They say that the truth is stranger than fiction. This is true, but meaningless. The truth may be strange, indeed, but good fiction is compelling. That’s what makes fiction more real (or more true) than the truth. Fiction speaks to you in ways that the truth never will. The real question is not whether something is truth or fiction, but rather how good it is, either way.
Note for the concerned, erudite, elite, and critical: Not all fiction is truer than truth. Only the best fiction is, but we’re not talking about bad fiction here. Danielle Steele fits here as good fiction. And Nora Roberts. There are good reasons to read DS and NR and James Joyce and Thomas Pynchon. Good fiction is better than truth at helping us understand what is and isn’t true in the world. [See my quote from Kafka in the quotes section of the blog.]
This is why poetry and fiction are utterly essential to life as we know it. The arts make life possible, because only through the arts do we understand how we live together, relate to each other, learn from each other, and build the wherewithal to fall and love (or lust) and propagate the species. This is because the arts are all about that one central feature of humanity that allows us to be who we are: narrative. Not mere communication, the narrative is a story, meta-communication with backstory, protagonists, antagonists, beginnings, middles, ends. Narrative is the essence of being human.
So what happens when we use narrative to relate something that really happened? We all know the old telephone game, and social science verifies in no uncertain terms how deeply flawed narrative is as a way to communicate what really happened, how it happened (which unfortunately stands in for “truth” with lots of people). Eyewitness testimony, it turns out, is an awful way to find the truth and bring people to justice. People remember what they want to remember and tell you the story that’s important to them. As a teacher and trainer of interviewers and researchers I am adamant: The worst way to find out about something is to ask about it directly. That’s because everything we say (including this very post) is really about doing some specific emotional work for the speaker.

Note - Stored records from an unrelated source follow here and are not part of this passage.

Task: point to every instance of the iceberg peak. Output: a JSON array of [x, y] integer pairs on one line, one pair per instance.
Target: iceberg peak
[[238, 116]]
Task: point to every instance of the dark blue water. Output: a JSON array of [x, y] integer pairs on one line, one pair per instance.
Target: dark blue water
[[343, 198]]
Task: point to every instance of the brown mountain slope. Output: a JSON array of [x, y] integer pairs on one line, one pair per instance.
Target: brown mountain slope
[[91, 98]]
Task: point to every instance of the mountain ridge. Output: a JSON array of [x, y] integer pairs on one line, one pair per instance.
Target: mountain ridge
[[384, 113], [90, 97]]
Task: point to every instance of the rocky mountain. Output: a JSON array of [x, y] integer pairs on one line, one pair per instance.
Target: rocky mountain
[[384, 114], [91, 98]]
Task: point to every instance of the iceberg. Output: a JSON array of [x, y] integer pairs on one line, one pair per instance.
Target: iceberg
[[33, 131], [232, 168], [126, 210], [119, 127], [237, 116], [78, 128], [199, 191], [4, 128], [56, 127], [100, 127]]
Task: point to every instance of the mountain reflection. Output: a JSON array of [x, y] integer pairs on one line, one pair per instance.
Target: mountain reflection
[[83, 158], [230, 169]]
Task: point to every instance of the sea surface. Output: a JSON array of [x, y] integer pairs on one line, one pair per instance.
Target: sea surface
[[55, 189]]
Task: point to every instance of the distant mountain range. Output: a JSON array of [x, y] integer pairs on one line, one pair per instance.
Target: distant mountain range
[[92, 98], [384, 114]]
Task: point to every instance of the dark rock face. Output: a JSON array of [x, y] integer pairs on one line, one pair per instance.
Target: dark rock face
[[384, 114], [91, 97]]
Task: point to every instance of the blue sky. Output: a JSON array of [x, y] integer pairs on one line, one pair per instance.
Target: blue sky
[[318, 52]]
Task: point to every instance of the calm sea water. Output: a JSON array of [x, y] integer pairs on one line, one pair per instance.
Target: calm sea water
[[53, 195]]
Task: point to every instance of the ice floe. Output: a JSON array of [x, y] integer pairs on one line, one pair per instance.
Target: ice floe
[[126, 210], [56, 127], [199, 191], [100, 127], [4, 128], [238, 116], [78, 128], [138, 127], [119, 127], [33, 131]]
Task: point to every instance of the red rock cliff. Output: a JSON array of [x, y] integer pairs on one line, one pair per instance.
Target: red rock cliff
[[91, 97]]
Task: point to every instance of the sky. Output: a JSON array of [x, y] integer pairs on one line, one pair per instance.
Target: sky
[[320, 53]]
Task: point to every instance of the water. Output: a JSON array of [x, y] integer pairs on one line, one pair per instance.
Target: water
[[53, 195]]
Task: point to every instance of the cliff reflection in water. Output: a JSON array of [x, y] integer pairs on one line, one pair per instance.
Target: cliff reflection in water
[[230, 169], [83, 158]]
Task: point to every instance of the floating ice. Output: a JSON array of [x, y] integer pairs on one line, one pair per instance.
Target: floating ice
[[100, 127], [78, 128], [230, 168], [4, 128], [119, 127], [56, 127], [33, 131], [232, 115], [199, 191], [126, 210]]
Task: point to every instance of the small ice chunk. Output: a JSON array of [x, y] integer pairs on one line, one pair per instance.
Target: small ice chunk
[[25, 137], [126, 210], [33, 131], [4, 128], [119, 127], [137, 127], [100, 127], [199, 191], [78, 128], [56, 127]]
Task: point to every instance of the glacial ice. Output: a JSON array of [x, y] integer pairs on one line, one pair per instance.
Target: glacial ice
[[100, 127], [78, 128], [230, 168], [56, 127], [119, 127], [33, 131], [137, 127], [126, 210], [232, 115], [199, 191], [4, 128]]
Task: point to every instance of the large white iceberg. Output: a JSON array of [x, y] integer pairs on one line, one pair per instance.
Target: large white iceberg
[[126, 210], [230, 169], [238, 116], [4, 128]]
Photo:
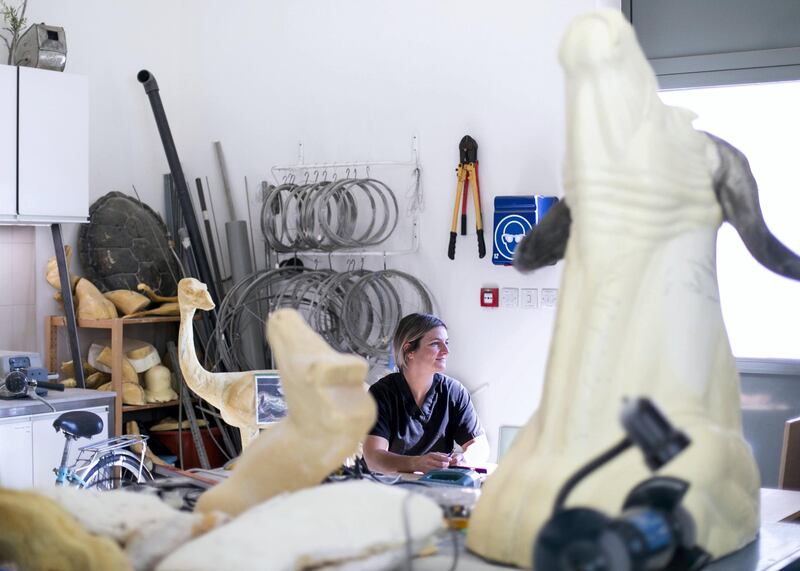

This is a key concept: emotional work. Our stories have a two-fold nature. They convey information, but because we’re usually invested in that information in important personal ways, we tell our stories in ways that satisfy important personal needs. This creates a paradox of truth and fiction, however, because it makes some truths utterly false and irrelevant, and much fiction important, compelling, and utterly true.
The paradox of truth and fiction is revealed in James Frey’s story with Oprah – how he “embellished” his memoir, A Million Little Pieces, to the point at which is was less memoir than perhaps creative non-fiction or even a novel “based on a true story.” It’s worth noting that Frey did try to offer the work as a novel when he started out.
I never read A Million Little Pieces. I read My Friend Leonard, the sequel. I was deeply moved by Frey’s writing and admit I was choked up at the end of Leonard. Frey’s writing style was gripping and compelling and the story he told was true in ways that deeply connected with so many readers. Frey’s work holds up, no matter how embellished it is.
When the truth becomes shrill, does it really matter?
When fiction speaks the truth, it surely does.